As startling as this oversight is, the above estimate likely understates the number of Medina Group wells liable for unconventional impact fees. First, I have been overly conservative in my calculations — only including wells that explicitly completed the Cabot Head Shale. In many cases the wells reported in 1987 were completed to within a foot or so of the Cabot Head Shale. Because the Medina is generally more than 2,000 feet below the surface, any hydraulic fracturing of the Grimsby Sandstone or the Whirlpool Sandstone will grow vertically, and therefore, penetrate and produce from the Cabot Head Shale. In that case, the number of unconventional wells may include every Medina Group well ever completed. If so, the impact fees due under Act 13 would grow to more than $87 million.
Second, I have only reported on completed wells, but Act 13 requires that impact fees be paid on all spud unconventional wells. A well is spud the moment drilling begins. As a consequence, the number of spud wells is likely to be meaningfully higher than the number of completed wells, but so far I have not found a data source that would allow me to reliably estimate the ratio of spud wells to completed wells for the Medina Group during this time period. Whatever this ratio turns out to be, it simply adds to the magnitude of the reporting failures by the Pennsylvania Department of Environmental Protection.

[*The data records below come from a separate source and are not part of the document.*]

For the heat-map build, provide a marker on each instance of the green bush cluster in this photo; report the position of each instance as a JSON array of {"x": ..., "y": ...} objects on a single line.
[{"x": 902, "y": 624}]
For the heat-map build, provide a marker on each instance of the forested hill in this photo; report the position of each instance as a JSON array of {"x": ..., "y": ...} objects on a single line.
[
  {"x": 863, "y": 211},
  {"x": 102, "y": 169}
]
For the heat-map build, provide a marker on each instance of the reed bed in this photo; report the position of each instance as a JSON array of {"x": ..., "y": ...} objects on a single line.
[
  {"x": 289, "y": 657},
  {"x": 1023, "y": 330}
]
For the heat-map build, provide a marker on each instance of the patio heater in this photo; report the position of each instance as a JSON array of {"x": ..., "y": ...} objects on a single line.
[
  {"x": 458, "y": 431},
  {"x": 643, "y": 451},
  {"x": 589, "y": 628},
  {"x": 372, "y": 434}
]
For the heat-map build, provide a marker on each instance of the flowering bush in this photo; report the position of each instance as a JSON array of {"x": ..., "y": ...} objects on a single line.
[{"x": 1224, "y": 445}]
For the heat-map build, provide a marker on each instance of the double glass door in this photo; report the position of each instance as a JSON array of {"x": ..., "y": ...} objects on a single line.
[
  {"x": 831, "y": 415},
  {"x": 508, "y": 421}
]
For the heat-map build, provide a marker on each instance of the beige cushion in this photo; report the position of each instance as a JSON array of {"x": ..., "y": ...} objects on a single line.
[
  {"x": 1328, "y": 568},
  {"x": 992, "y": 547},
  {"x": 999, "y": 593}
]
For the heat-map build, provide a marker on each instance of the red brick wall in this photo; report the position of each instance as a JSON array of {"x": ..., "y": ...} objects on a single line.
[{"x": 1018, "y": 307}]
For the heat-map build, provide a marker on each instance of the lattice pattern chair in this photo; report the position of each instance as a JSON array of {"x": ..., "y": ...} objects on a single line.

Third, to estimate the total population of Medina Group wells I used the well database generated by the Appalachian Basin Tight Gas Reservoirs Project. But it is likely that this is actually not the population of Medina wells, but only a sample of them. To the extent that more than 10,906 Medina wells were spud in Pennsylvania in the Cabot Head Shale, then my estimate of the impact fees due is too low.
In sum, my analysis suggests the operators of Medina Group wells collectively owe a minimum of $49 million to $87 million in unconventional well impact fees under Act 13, and the total could be much higher. And yet none of these wells has been reported as required by the Act.